Messi: la caduta del gigante?

No te Vayas Leo! Un campione non si arrende mai.

Considerazioni a margine della partita Cile - Argentina, finale della coppa America.

di Tommaso Nuti

No te Vayas Leo!  Un campione non si arrende mai.

Ad un passo dall'alzare la coppa, ad un passo dall'essere consacrato ancora una volta come il migliore di tutti i tempi. Ad un solo passo. Troppo lungo. 
Paradossalmente la rincorsa è breve, come a voler anticipare la fine di quella partita e di quella serie di sconfitte che sembrano maledette, stregate. Messi calcia, alto. Il passo da breve è diventato infinito. Infinito come quel l'obiettivo che sembra non avvicinarsi mai tanto da scoraggiare, piegarsi sulle ginocchia ed alzare gli occhi verso i giocatori Cileni che alzano la coppa, di nuovo, sempre ai rigori. È la quarta finale con la maglia dell’Argentina persa: tre coppe America e un Mondiale. È la sua sconfitta, simbolicamente rappresentata dal suo rigore sbagliato ma non da lui, non dal piccoletto che ha fatto meraviglie con la maglia del Barcellona, non dall'imprendibile numero 10 signore di ben cinque palloni d’oro, non dalla pulce che ha stravinto tutto quello che poteva in Spagna e in Europa.
Certo, se Higuain l’avesse messa dentro con quel pallonetto sbagliato dopo un regalo di Medel.. Se quel maledetto colpo di testa non fosse stato salvato da Claudio Bravo su una punizione proprio di Messi… Discorsi, calcoli, desideri, forse addirittura giustificazioni che portano alla disperazione anche chi come lui è ben abituato ad alzare trofei. Quello con la nazionale però forse conta qualcosa in più. 

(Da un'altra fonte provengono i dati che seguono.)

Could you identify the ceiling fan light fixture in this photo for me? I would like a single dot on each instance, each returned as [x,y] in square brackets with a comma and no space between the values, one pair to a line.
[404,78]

“Lascio l’Argentina, non fa per me, ho provato in tutti i modi a vincere ma non ci sono mai riuscito”.
Troppa tensione, troppo psicologismo dietro ad un giocatore, troppi paragoni con l’Altro, precedente autore di uno scudetto portato a Napoli e campione del Mondo nel caldo Messico dell’86. Eppure quell’Altro, ovvero Maradona il vincente per definizione, era l’incarnazione del Diavolo, il Male inarrivabile e mistico, sregolato e folle. Leo Messi è il ritratto del Buono, l’Ideale, il padre di famiglia e capitano ammirevole, silenzioso, sempre nelle righe. Eppure quel paragone continua a stravolgerlo, come lui stravolge qualsiasi numero e record che si trovi difronte ( appena diventato capocannoniere della Seleccion con 55 reti in 113 partite, superato Gabriel Omar Batistuta). 
Ma è quel rigore il fulcro di tutto un torneo: dopo 6 gol e una fase iniziale vissuta da protagonista indiscusso, dopo aver portato l’Argentina sulle spalle fino alla fine, si è visto sfilare per la seconda volta in due anni la Copa America sotto le proprie mani, o per meglio dire, sotto quell’inarrivabile piede sinistro.
 
Leo Messi è in lacrime, barba lunga e maglia fra i denti, seduto, inginocchiato dinanzi al fato che sembra non girare mai con la maglia argentina addosso, una vittoria che non è mai arrivata.
Smettere è la scelta più ingiusta che un fuoriclasse possa mai arrivare a prendere; dire basta è guardare il trionfo senza mai poterlo toccare, aver versato sangue e sudore senza essere mai riusciti ad asciugarli da vincente, stremato come chi ha appena scalato la montagna più alta della propria carriera, ma dalla cima riesce a vedere il bello, l’atteso, il Mondo ai suoi piedi. E allora non smettere Leo, continua a segnare, sudare, vincere. Non fuggire da chi ti reputa peggio dell’Altro e da chi con grande coraggio continua a chiamarti “perdente"; non scappare da chi guarda con invidia il percorso di una leggenda che però a 29 anni non può diventare un semplice “ex”, neanche dopo il rigore più importante sbagliato, calciato alle stelle come i sogni di una nazione intera (e non solo) che adesso chiede al proprio campione di restare. 
Quindi No te Vayas Leo, continua a far sognare la tua gente come se avessi la maglia blaugrana sotto quella della Seleccion, continua a rincorrere quell’obiettivo che meriti di raggiungere, perché dopo la più bruciante delle sconfitte nel periodo delle favole calcistiche chissà se non potrai agitare al vento quella numero 10 come se fosse la bandiera bianco-celeste, dietro quel sogno tanto atteso ed altrettanto meritato.